I have recently revisited Encouraging the Heart, again, by Kouzes and Posner. One person described it as that “touchy-feely” book. (It isn’t.) Actually, it is a simple step-by-step plan that any leader can and should follow to help people do better and aim for their best. The subtitle says it all: “A Leader’s Guide to Rewarding and Encouraging Others.”
But what it reminds us of is this: people who are really successful have mastered those “soft skills” that seem so elusive. They like people. They communicate well to people. They are clear, attentive, and observant. They listen. And they expect the best, and help bring out the best.

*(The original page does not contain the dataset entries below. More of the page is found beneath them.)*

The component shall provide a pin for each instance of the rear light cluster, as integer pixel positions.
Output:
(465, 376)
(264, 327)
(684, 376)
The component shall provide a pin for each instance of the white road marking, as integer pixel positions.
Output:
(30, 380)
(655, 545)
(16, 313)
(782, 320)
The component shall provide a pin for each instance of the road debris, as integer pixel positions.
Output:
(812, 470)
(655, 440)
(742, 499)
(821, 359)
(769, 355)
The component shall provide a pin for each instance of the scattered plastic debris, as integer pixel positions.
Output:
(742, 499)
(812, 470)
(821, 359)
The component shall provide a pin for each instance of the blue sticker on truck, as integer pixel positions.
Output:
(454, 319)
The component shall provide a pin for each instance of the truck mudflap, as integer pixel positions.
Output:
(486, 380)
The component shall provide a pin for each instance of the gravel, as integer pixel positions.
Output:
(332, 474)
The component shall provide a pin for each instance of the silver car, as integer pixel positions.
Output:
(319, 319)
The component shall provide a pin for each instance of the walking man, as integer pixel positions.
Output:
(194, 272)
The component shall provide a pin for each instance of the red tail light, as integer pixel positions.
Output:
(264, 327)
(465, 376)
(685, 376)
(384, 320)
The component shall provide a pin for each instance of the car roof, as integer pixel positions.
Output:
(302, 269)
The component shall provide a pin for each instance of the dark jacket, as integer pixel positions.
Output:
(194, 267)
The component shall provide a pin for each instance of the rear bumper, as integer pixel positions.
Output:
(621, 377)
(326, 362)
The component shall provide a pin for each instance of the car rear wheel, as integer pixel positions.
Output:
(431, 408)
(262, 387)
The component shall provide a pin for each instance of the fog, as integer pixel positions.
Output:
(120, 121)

And they don’t let much fall through the cracks, including, they don’t let a person fall through the cracks.
I recently heard of a person with a Ph.D. in the sciences; and after a few years at a good job, this person’s project “lost its funding.” (or, this person was not able to secure the next round of funding). Why? Apparently although the science expertise was there, the interaction soft skills may have been neglected. Thus, the lack of relational success may have cost the next round of funding.

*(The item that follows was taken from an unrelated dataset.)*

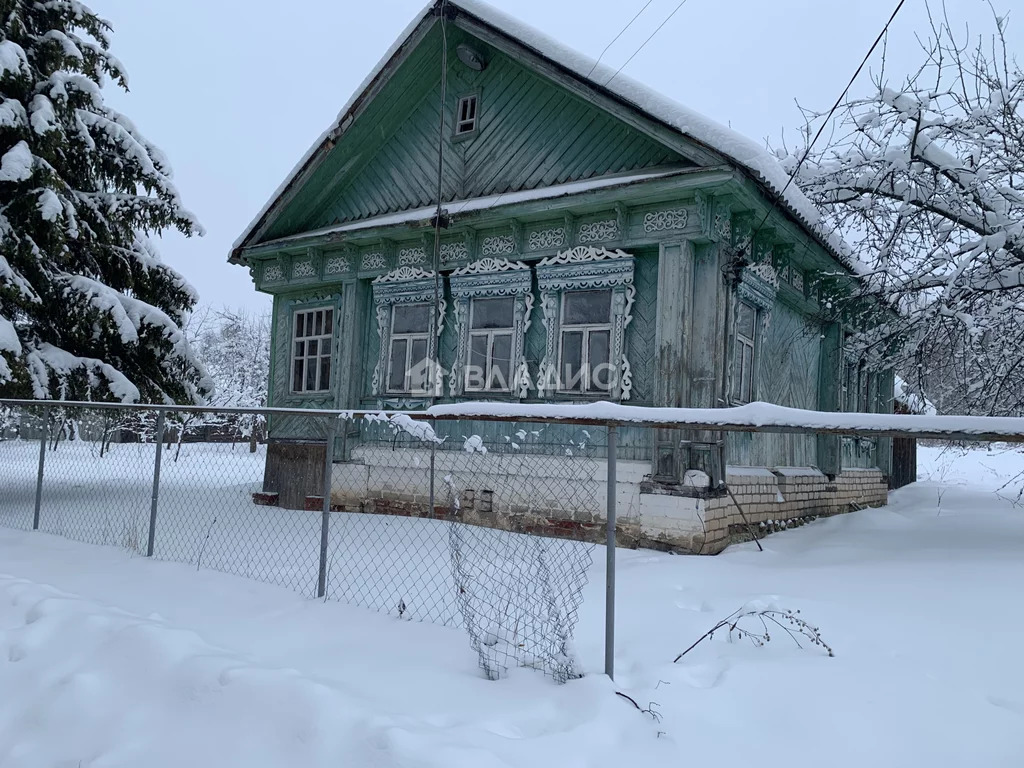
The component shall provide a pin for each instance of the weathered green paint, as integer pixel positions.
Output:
(538, 129)
(531, 134)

In the NY Times article It Takes a B.A. to Find a Job as a File Clerk, here are some telling portions:
The college degree is becoming the new high school diploma: the new minimum requirement, albeit an expensive one, for getting even the lowest-level job…
Economists have referred to this phenomenon as “degree inflation,” and it has been steadily infiltrating America’s job market…
because so many people are going to college now, those who do not graduate are often assumed to be unambitious or less capable…
But if you read this article carefully, I think you “hear” this: the degree can get you in for the low-paying job, and then work ethic and the soft skills can get you the promotions.
Now, here’s the problem with the “soft skills” shortage. These skills are hard to teach. Some of them seem to simply be “life traits”. And, trying to help people get better at them seems like a “luxury” training dollar expense.
But they are critical! And working on them is not a luxury, but a necessity.
And I am convinced that they can be taught, brought to front of mind, and real progress can be made.